Sunday, September 6, 2009

grieg is the man

I'm totally in love with Edvard Grieg's Fire Psalmer ("Four Psalms") at the moment. I sang this work a few years ago (completely in Norwegian...it was a bitch to learn but the different vowels you have to employ really make it fun) but haven't had a chance to revisit it in a while. I just splurged and got a bunch of stuff by the Norwegian Soloists' Choir and getting these four pieces proved irresistible.





















They're all works "after old Norwegian church melodies" so there's a measure of familiarity in listening to them that I hadn't really hit upon until I heard a choir of native Norwegians singing them. I originally heard the first, Hvad est du dog skjøn, way back in high school when I picked up a recording from the St. Olaf Choir (to hear a piece by another Norwegian, Knut Nystedt's O Crux) but it's still completely amazing to me.

The second movement, Guds Søn har gjordt meg fri, has been re-arranged here and there into a piece for men's chorus but the original is way more arresting. You've got a baritone soloist singing in one key and the choir singing in another (polytonality from a guy who died in 1907!) and, from what I remember, this movement was the most difficult to learn.

Jesus Christus er opfaren is a patient interplay between soloist and choir and, in the performance I bought, benefits from an incredible interpretation. The choir sings it in a folk style that, to my ear, is reminiscent of some of the choral stuff you might hear in--of all things--The Lion King (I know that's really weird to say...it's just what I hear).

The Norwegian Soloists' Choir represented Norway at the World Choral Symposium when it was held right here in Minneapolis in 2002. Their performance and the workshop that Grete Pedersen put on about Norwegian choral music were some of the few things from the symposium that I remember vividly.

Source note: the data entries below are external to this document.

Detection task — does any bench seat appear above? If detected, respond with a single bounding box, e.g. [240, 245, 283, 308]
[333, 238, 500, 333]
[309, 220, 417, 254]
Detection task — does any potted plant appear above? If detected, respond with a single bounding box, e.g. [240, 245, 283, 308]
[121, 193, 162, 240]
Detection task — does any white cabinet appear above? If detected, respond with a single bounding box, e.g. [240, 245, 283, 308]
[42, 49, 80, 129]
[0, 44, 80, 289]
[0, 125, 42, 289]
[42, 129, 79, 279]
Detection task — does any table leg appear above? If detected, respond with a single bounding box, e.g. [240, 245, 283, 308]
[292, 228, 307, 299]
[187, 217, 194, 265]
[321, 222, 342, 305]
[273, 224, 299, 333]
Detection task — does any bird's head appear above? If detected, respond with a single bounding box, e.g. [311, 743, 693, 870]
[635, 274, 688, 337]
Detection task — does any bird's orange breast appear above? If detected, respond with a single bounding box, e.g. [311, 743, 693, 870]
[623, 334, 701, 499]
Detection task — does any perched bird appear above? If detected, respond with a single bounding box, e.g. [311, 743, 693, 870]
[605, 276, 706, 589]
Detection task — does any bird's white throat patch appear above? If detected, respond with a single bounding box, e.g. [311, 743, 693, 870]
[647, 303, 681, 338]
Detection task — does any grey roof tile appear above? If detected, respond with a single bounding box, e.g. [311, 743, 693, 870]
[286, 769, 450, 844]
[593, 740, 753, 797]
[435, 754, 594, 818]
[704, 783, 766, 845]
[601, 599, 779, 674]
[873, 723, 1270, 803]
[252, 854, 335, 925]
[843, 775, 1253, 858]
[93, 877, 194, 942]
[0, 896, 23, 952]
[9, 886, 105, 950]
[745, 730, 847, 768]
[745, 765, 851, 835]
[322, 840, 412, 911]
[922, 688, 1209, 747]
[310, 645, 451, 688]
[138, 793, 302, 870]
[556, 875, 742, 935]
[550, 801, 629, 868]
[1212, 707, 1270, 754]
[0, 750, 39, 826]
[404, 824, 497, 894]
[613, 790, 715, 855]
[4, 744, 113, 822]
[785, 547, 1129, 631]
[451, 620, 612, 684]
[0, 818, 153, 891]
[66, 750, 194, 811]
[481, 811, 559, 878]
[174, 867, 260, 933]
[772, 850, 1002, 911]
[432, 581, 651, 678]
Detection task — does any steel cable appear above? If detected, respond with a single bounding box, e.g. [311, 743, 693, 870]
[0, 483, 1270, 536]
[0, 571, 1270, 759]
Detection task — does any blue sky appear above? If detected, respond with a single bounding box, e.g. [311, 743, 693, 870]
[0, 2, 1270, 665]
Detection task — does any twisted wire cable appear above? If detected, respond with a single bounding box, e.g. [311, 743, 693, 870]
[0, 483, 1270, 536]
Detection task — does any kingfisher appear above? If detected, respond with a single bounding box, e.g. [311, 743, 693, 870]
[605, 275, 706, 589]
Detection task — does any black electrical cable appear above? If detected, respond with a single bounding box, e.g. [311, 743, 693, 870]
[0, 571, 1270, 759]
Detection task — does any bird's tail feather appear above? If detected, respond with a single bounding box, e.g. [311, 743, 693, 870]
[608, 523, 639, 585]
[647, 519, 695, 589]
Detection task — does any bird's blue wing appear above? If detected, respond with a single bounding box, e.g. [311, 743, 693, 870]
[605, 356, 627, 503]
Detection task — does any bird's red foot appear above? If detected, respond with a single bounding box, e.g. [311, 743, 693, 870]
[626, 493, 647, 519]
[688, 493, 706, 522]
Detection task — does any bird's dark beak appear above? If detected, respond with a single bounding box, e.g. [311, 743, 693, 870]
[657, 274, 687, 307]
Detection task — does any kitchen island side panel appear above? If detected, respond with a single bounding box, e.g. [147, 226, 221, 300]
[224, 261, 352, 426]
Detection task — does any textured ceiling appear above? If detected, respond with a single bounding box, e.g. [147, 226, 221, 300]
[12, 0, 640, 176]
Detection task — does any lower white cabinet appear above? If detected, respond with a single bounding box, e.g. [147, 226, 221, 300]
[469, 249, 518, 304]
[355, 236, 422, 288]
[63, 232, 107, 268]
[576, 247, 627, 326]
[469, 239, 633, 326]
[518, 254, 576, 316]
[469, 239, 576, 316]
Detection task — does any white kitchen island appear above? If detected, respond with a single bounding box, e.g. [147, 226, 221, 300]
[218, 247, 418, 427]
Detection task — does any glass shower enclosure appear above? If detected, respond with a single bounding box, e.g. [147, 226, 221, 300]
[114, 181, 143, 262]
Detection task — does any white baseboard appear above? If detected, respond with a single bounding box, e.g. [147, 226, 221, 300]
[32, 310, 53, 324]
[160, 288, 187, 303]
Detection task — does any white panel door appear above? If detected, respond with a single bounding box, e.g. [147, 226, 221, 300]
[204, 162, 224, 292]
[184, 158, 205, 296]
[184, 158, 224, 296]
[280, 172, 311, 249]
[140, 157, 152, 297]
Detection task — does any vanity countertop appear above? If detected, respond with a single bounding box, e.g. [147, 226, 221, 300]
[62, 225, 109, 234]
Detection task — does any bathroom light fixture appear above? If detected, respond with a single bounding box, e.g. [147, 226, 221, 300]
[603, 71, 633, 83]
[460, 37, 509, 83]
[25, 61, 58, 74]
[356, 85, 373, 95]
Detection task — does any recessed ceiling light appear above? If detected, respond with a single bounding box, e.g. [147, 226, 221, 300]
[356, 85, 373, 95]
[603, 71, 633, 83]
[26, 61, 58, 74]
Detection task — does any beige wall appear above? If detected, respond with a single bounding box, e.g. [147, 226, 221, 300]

On the recording (which you can still buy!), one of the pieces they're represented with is the final movement of this work, I Himmelen. It translates to "In Heaven Above" and--if you'll permit me to be a little schmaltzy for a second--it isn't hard to see why.

I visited Grieg's house, Troldhaugen, in Bergen in 2003 and I've gradually begun to listen to a lot of his music and really enjoy it. Look up the choral arrangement of Våren if you're game...it's so beautiful. The half steps at the beginning kill me every time and, in the NSC recording, a soprano goes further into the ledger lines above the staff than I think I've ever heard in a choral performance.





















Takk deg, Edvard! Din musikk forbauser!

Now back to work on these French pieces!